Introduction

What is R?

R is a programming language that is gaining its importance in software development, machine learning and data science. R is free and open source software under GNU General public license and pre-compiled binary versions and libraries are also provided for various operating systems like MAC, Linux and Windows. R provides a software environment for Statistical Modeling of data, Exploratory Data Analysis, Graphics Representation and Reproducible Researches.

Evolution of R

R is considered to be the dialect of S language. S language was founded in 1976 by John Chambers and later on at Bell Laboratories as an Internal Statistical Analysis Environment with its implementation of Fortran Libraries.
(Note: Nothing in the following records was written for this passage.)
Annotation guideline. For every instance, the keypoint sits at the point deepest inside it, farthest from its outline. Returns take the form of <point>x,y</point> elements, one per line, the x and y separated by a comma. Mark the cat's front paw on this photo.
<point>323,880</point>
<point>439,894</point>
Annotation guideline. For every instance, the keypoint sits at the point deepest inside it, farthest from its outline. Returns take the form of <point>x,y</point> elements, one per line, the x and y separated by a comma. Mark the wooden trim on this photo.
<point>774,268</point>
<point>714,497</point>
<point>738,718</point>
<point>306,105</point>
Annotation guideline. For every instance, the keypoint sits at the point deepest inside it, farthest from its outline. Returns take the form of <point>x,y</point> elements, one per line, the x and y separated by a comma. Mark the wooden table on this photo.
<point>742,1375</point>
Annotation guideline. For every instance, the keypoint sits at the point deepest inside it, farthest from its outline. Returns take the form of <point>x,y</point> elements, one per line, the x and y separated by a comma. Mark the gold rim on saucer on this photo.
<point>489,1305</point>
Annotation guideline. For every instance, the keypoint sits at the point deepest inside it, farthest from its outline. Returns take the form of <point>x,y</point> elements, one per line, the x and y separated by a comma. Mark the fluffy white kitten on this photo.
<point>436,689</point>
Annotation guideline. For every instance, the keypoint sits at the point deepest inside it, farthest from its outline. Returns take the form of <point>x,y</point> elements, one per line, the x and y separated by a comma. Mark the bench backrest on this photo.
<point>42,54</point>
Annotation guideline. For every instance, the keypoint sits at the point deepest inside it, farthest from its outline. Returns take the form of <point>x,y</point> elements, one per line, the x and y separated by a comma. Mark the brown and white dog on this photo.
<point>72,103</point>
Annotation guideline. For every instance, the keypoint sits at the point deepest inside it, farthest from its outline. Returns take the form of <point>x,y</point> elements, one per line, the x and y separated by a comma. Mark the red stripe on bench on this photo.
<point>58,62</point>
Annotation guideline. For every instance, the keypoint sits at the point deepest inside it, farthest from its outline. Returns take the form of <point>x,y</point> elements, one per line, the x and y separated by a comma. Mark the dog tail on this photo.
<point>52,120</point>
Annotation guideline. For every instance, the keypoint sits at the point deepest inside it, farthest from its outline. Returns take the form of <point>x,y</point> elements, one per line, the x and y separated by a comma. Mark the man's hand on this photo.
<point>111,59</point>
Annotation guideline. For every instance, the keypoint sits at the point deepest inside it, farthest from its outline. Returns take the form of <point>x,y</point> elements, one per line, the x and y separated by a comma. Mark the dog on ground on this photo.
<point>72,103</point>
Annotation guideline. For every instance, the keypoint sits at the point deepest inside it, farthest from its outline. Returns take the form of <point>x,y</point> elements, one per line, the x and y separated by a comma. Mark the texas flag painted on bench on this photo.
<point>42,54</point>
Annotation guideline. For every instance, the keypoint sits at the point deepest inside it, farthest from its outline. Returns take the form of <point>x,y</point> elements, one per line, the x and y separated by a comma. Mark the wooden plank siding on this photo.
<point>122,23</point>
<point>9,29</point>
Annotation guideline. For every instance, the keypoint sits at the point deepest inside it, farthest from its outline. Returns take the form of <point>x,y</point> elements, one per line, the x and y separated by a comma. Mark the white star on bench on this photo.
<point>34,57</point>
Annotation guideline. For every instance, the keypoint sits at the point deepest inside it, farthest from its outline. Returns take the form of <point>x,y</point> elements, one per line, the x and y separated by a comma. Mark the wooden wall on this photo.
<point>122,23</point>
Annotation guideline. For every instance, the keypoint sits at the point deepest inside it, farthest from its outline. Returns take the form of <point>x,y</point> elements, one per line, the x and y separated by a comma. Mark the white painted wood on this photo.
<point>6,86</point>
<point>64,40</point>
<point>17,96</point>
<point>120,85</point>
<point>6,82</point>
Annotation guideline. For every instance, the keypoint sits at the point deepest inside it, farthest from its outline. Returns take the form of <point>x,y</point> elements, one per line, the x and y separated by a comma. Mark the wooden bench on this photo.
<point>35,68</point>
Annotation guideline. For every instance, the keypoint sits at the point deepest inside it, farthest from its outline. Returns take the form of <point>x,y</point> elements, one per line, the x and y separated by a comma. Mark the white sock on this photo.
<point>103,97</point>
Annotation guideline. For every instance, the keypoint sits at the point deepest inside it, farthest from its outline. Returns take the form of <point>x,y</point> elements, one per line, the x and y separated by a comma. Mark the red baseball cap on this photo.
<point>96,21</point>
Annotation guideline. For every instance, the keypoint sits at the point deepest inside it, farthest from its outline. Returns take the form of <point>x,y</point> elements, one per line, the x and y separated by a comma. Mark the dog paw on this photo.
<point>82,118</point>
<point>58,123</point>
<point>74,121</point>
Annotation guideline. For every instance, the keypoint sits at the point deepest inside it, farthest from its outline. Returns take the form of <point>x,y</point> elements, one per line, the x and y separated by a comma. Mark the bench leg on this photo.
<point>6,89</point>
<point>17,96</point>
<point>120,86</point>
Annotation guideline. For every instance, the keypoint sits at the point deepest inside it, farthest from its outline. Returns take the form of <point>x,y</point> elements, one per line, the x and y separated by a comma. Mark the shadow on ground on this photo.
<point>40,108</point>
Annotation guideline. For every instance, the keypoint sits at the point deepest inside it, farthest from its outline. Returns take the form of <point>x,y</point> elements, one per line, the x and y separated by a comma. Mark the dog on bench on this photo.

Earlier versions of the language failed in containing various useful functions for Statistical Modeling which led to the development of R language. R Language was founded in 1991 by Ross Ihaka and Robert Gentleman at the University of Auckland, New Zealand, and is currently developed by R Development Core Team.

Features of R

  1. R is a well developed, simple and most interactive programming language which includes conditional and looping statements, user defined functions and libraries.
  2. R contains a variety of atomic data types like Numeric, Characters, Logical, Integer and Complex and thereby providing integrated and coherent collection of tools for data analysis.
  3. R provides a suite of operators for manipulations of array, data frames, vectors, matrices, strings and lists.
  4. Functionality is divided into various modular packages available in R.
  5. Graphics capabilities are more sophisticated and contain more Stat Packages for Base plotting system, Lattice systems and ggplots systems.
  6. R has its very largely active and vibrant user community.

Overview of its applications

R has its majority of applications in the field of data science and machine learning algorithms. Some of its applications include:

  • Descriptive Analysis
  • Exploratory Data Analysis
  • Statistical Inferences
  • Predictive Modeling
  • Causal and Random Analysis
  • Mechanistic Analysis and Reproducible Research

As a conclusion, R is proving to be world’s most widely used Statistical Programming Language. It is always the first choice of Data Scientists and also deployed in various critical Business Applications.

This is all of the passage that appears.